The Cryosphere (Nov 2024)
Unravelling the sources of uncertainty in glacier runoff projections in the Patagonian Andes (40–56° S)
Abstract
Glaciers are retreating globally and are projected to continue to lose mass in the coming decades, directly affecting downstream ecosystems through changes in glacier runoff. Estimating the future evolution of glacier runoff involves several sources of data uncertainty, which to date have not been comprehensively assessed on a regional scale. In this study, we used the Open Global Glacier Model (OGGM) to estimate the evolution of each glacier (with area > 1 km2) in the Patagonian Andes (40–56° S). As sources of uncertainty, we used different glacier inventories (n = 2), ice thickness datasets (n = 2), historical climate datasets (n = 4), general circulation models (GCMs; n = 10), emission scenarios (Shared Socioeconomic Pathways, SSPs; n = 4) and bias correction methods (BCMs; n = 3) to generate 1920 possible scenarios over the period of 1980–2099. In each scenario, glacier runoff and melt time series were characterised by 10 glacio-hydrological signatures (i.e. metrics). We used the permutation feature importance of random forest regression models to assess the relative importance of each source of uncertainty on the signatures of each catchment.
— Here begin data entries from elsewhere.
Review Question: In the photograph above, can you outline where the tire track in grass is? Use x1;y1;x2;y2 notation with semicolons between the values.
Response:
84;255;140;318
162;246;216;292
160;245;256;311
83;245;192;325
Considering all scenarios, 34 % ± 13 % (mean ± 1 standard deviation) of the glacier area has already peaked in terms of glacier melt (the year 2020), and 68 % ± 21 % of the glacier area will lose more than 50 % of its volume this century. Considering the glacier melt signatures, the future sources of uncertainty (GCMs, SSPs and BCMs) were the main source in only 17 % ± 21 % of the total glacier area. In contrast, the reference climate was the main source in 69 % ± 22 % of the glacier area, highlighting the impact of calibration choices on baseline conditions, model parameters and the initial starting geometry for future projections. The results provide a basis for prioritising future efforts (e.g. the improvement of reference climate characterisation) to reduce glacio-hydrological modelling gaps in poorly instrumented regions such as the Patagonian Andes.